CMU 02-760/MSCBIO/CMPBIO 2050 Laboratory Methods for Computational Biologists or CMU 02-761/02-762 Laboratory Methods for Automated Biology I and II
Computational biologists frequently focus on analyzing and modeling large amounts of biological data, often from high-throughput assays or diverse sources. It is therefore critical that students training in computational biology be familiar with the paradigms and methods of experimentation and measurement that lead to the production of these data. This one-semester laboratory course gives students a deeper appreciation of the principles and challenges at the interface of biological experimentation and computation required to analyze the resulting data. Students learn a range of topics, including experimental design, structural biology, next generation sequencing, genomics, proteomics, bioimaging, and high-content screening. Class sessions are primarily devoted to designing experiments and analyzing the resulting data. and performing experiments in the lab using the above techniques. Students are required to summarize their resulting data in written abstracts and oral presentations given in class-hosted lab meetings. With an emphasis on the basics of experimentation and broad views of multiple cutting-edge and high-throughput techniques, this course is appropriate for students who have never taken a traditional undergraduate biology lab course, as well as those who have and are looking for introductory training in more advanced approaches. Grading: Letter grade based on class participation, experimental design assignments, and written and oral presentations.
As an alternative to 02-760, 02-761 and 02-762 can be taken in sequence to fulfill both the lab methods requirement and a specialization elective.

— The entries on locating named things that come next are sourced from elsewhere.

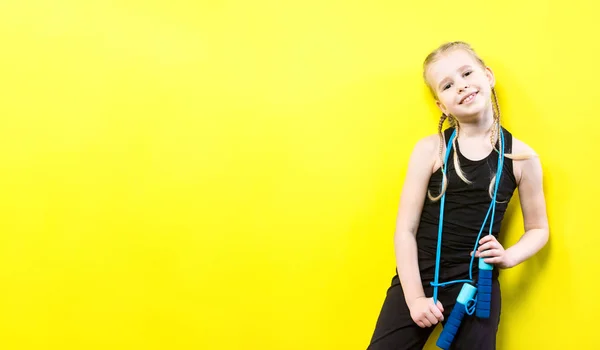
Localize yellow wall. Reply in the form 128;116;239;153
0;0;600;350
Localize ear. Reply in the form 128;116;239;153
485;67;496;87
435;99;448;115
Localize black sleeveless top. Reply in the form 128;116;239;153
416;128;517;285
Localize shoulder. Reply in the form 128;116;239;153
511;136;542;184
409;134;445;176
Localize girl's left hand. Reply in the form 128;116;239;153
471;235;512;269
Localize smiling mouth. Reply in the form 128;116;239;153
458;91;479;105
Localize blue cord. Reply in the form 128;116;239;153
431;128;505;304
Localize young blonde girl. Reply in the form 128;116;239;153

In the 02-761 and 02-762 sequence, students will receive the same content as 02-760 and they will also will learn about the essential technical and biological laboratory skills used to design and execute automated biological experiments. Students will learn the principles, experimental paradigms, and techniques for automating biological experimentation with the goal of enabling complete automation of biological experimentation (AI driven robotic experimentation). Students will learn the design concepts for automated experiments, engineering elements enabling hardware for preparing samples and doing automated data collection, and software for controlling that hardware. Instruments used will include liquid handling robots, plate readers, and automated microscopes. All experiments will be performed in the CMU Automation Lab which is the first Automation Lab designed specifically for training students in biological laboratory automation.